= Erland Munch-Petersen =

Danish literary scholar

Erland Munch-Petersen (28 March 1930 – 12 May 1997) was a Danish literary scholar and professor at the University of Gothenburg. He was the general editor of the Guide to Nordic bibliography.
==Biography==
Munch-Petersen was born in Copenhagen, Denmark . He was the grandson of scholar and jurist Erland Munch-Petersen (1869-1934).
His basic education was at the Holte Gymnasium. Munch-Petersen trained as a librarian from 1956. He gained his M.A. in general and comparative literature from the University of Copenhagen in 1962 and his Ph.D. in 1978 for his thesis on Romanens århundrede. Studier i den masselæste oversatte roman i Danmark 1800-1870.

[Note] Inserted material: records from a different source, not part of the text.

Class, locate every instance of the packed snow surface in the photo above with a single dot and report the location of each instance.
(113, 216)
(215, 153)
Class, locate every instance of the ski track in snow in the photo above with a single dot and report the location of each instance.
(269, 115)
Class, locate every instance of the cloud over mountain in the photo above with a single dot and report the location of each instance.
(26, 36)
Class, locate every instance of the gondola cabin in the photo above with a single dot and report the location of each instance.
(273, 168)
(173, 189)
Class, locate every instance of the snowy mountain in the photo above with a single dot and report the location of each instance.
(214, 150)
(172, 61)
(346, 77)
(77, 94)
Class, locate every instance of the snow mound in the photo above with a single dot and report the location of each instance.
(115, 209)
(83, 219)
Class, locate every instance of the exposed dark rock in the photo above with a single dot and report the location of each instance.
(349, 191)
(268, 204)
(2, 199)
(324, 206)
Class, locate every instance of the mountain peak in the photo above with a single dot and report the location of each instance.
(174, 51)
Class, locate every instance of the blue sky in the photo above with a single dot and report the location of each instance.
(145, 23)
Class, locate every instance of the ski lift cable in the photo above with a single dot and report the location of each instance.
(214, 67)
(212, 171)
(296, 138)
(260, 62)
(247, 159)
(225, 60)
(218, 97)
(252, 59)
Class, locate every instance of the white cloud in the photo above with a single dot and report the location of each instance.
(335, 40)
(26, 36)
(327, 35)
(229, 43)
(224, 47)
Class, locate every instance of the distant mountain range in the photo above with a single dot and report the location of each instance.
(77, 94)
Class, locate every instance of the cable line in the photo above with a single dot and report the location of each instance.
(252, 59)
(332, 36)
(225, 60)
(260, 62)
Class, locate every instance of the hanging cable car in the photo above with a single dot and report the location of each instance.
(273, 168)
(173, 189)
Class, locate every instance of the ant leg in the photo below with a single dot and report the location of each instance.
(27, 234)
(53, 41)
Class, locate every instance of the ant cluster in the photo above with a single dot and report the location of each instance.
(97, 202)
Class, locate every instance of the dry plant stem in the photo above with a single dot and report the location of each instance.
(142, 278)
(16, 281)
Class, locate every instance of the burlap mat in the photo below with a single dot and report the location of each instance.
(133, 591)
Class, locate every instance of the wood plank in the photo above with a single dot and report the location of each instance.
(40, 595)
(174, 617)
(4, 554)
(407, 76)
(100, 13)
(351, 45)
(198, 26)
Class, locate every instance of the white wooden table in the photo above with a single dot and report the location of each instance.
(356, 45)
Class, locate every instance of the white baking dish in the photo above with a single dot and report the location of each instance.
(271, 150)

From 1969, he was head of the Danmarks Biblioteksskole (now the Royal School of Library and Information Science). He was the general editor of the Guide to Nordic bibliography, published by the Nordisk Ministerrad in 1984. From 1991 to 1993 he was a professor at the University of Gothenburg.
==Selected publications==
- Romantisk underholdning. 1970.
- Romanens århundrede. 1978.
- Guide to Nordic bibliography. Nordisk Ministerrad, Kobenhavn, 1984. (Editor) ISBN 9788773030806.